Миссис Хемингуэй | страница 61
Слышно, как шалфей скребется о дощатые стены. Ночная бабочка, попав в настольную лампу, бьется крылышками о ткань абажура. Файф сжимает в руках книгу Эрнеста, а бабочка бьется все громче – так кровь стучит в ушах. На стене над столиком для рукоделия висит изображение Святой Девы с младенцем. В глазах Марии – неистовое спокойствие.
Хэдли и Джону Хэдли Никанору.
Файф стало невыносимо стыдно. Все это лето они вытворяли черт знает что с таким упоением, будто это касалось лишь их троих. А как же Бамби? Что будет с ним?
Должно быть, до матери донеслись ее всхлипы, потому что через несколько минут она вбежала в комнату и обняла рыдающую дочь. Файф ощущала жалость ко всему и вся: к себе самой, к Эрнесту, к Хэдли и малышу Бамби. Сознание ее мутилось, она билась в материнских объятиях и бормотала как в бреду:
– Я не могу… не могу… я не могу, мама. Я люблю его, люблю! Пожалуйста… пожалуйста, не заставляй меня.
С этого дня Файф погрузилась в состояние тихого ужаса и отвращения к себе. Даже перо на шляпке, в которой мать ходила в церковь, казалось, таило затаенную угрозу. Файф перестала писать Эрнесту и целые дни проводила в постели, понимая, что должна написать, и трепеща от одной мысли об этом. Файф вспоминала вечера, когда она, еще работая в «Вог», выходила из редакции и шла домой, вместо того чтобы отправиться к Хемингуэям. Как одиноко она себя тогда чувствовала! И вот теперь ей придется навсегда остаться в Пигготте и искать себе муженька среди отдыхающих в загородном клубе. Изображение Святой Девы украшает теперь стену над бюро в ее спальне. Мария с младенцем пристально смотрят на нее, неусыпные часовые над кающейся грешницей. Мать права. Но как ей дальше жить без него?

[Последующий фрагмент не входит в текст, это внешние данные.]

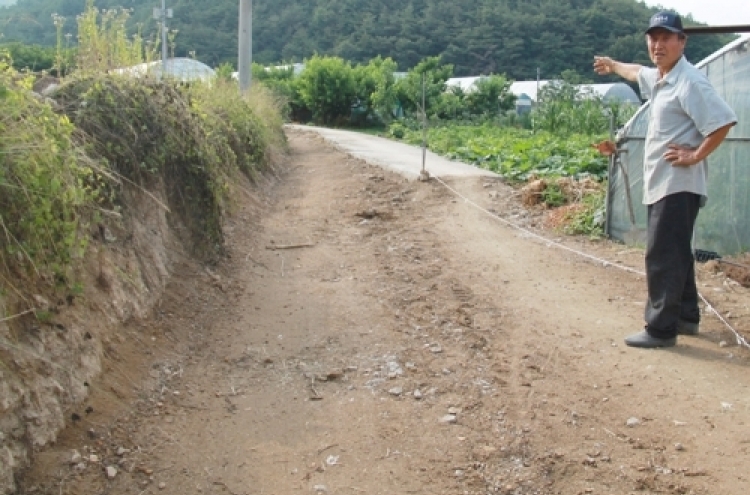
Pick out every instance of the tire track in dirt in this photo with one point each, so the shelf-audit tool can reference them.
(409, 344)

Если она и писала теперь Эрнесту, то только о Хэдли: перед глазами стояло ее доброе, открытое лицо – как они были к ней жестоки, о, это безумие Антиба! Она с отвращением вспоминала, как мечтала проскользнуть меж простыней на их брачное ложе. Да, Европа многих испортила! «Если Хэдли пожелает, чтобы мы расстались или что-либо еще, не важно что, мы должны подчиниться – и я, и ты, и мы оба», – писала она Эрнесту, и мать радостно спешила отправить эти письма.
Слишком поздно, писал в ответ Эрнест.
Но ведь если Файф останется в Америке, может, все еще обойдется. Если она больше никогда не увидит Эрнеста, то не сможет служить дьяволу. Тем не менее она продолжала зачеркивать в календаре каждый день изгнания, назначенного Хэдли: осталось пятьдесят восемь, пятьдесят семь, пятьдесят шесть. Дева с младенцем смотрели на нее со стены, в их глазах читался упрек.